Hillary Clinton Addressing the U.S. Senate October 10, 2001

“There is a very easy way to prevent anyone from being put into harm’s way, that is for Saddam Hussein to disarm. And I have absolutely no belief that he will. I have to say that this is something I’ve followed for more than a decade. If he were serious about disarming, he would have been much more forthcoming. . . . I ended up voting for the resolution after carefully reviewing the information, intelligence that I had available, talking with people whose opinions I trusted, trying to discount the political or other factors that I didn’t believe should be in any way part of this decision.”

Hillary addresses Code Pink, March 7, 2003.

“We must stay the course” in both Iraq and Afghanistan, and asked for more troops to finish the job.

“We have to exert all of our efforts militarily”
November 29, 2003 Hilary visits the troops In Iraq and Afghanistan.
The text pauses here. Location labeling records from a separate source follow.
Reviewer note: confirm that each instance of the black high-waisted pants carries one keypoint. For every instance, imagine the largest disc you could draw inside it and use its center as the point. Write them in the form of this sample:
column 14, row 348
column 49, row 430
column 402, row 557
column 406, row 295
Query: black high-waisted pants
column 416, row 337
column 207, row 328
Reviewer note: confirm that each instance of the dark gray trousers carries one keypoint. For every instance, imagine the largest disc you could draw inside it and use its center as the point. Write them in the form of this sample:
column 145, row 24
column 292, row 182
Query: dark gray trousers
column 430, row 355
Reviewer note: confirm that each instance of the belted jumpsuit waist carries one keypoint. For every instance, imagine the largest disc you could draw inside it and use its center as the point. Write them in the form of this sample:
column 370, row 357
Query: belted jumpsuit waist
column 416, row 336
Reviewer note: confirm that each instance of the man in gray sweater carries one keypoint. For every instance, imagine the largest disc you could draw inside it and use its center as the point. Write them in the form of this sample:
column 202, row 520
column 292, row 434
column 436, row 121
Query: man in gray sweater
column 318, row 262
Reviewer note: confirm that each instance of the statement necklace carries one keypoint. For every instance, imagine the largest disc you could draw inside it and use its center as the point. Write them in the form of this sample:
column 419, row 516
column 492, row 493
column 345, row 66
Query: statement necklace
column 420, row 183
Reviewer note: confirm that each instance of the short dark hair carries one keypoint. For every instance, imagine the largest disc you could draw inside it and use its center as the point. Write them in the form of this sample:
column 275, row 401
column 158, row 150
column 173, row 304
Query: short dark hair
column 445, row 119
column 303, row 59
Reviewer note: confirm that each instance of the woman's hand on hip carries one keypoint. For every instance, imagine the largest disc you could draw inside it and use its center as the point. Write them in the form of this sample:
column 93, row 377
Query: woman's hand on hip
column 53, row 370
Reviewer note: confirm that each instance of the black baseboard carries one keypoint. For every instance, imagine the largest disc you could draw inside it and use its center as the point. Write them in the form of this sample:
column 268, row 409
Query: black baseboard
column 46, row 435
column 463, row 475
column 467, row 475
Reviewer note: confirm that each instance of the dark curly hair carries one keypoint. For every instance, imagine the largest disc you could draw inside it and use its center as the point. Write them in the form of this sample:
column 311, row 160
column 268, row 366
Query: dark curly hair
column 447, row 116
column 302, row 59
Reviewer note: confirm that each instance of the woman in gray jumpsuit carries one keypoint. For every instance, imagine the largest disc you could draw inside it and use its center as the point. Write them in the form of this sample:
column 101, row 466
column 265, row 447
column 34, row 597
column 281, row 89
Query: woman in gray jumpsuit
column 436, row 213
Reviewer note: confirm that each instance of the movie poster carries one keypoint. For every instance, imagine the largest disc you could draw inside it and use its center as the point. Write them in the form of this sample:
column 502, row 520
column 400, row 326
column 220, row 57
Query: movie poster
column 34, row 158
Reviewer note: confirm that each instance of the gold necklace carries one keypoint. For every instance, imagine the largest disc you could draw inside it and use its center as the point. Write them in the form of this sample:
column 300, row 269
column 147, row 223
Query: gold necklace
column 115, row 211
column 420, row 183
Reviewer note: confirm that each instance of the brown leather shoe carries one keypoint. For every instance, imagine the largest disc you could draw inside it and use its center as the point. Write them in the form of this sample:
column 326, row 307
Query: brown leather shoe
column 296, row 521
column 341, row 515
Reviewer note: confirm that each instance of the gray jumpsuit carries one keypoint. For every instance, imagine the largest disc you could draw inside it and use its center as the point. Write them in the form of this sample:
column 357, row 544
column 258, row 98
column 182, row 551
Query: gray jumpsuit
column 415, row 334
I could fill pages with her flip-flopping on this one, so we’ll stop here. In the interest of time, please insert Hillary’s latest “I’ll get us out of Iraq” quotes.

I have to tell you, listing Hillary’s flip flops is a project I put aside because of the enormity of it. We are not even scratching the surface here.

One last question for you, why exactly did you mention Sharpton?

Matt Kanin on May 13, 2008 at 10:03 pm
http://mattoflamancha.blogspot.com
Matt Kanin

Yeah - a lot of those really aren’t even contradictory.

You really have it in for her, don’t you?

Deborah on May 14, 2008 at 8:43 am
http://pajamajournalist.com
Deborah

I do truly loath her, yes. I have a low bullshit tolerance and resent having it shoveled at me in such heaping servings.

The Iraq list isn’t contradictory because I quit at 2003 and figured recent memory should be sufficient to make the point.

Can you tell me clearly where she stands on any of the other issues?

Deborah on May 14, 2008 at 8:43 am
http://pajamajournalist.com
Deborah

P.S. Why did you mention Al Sharpton?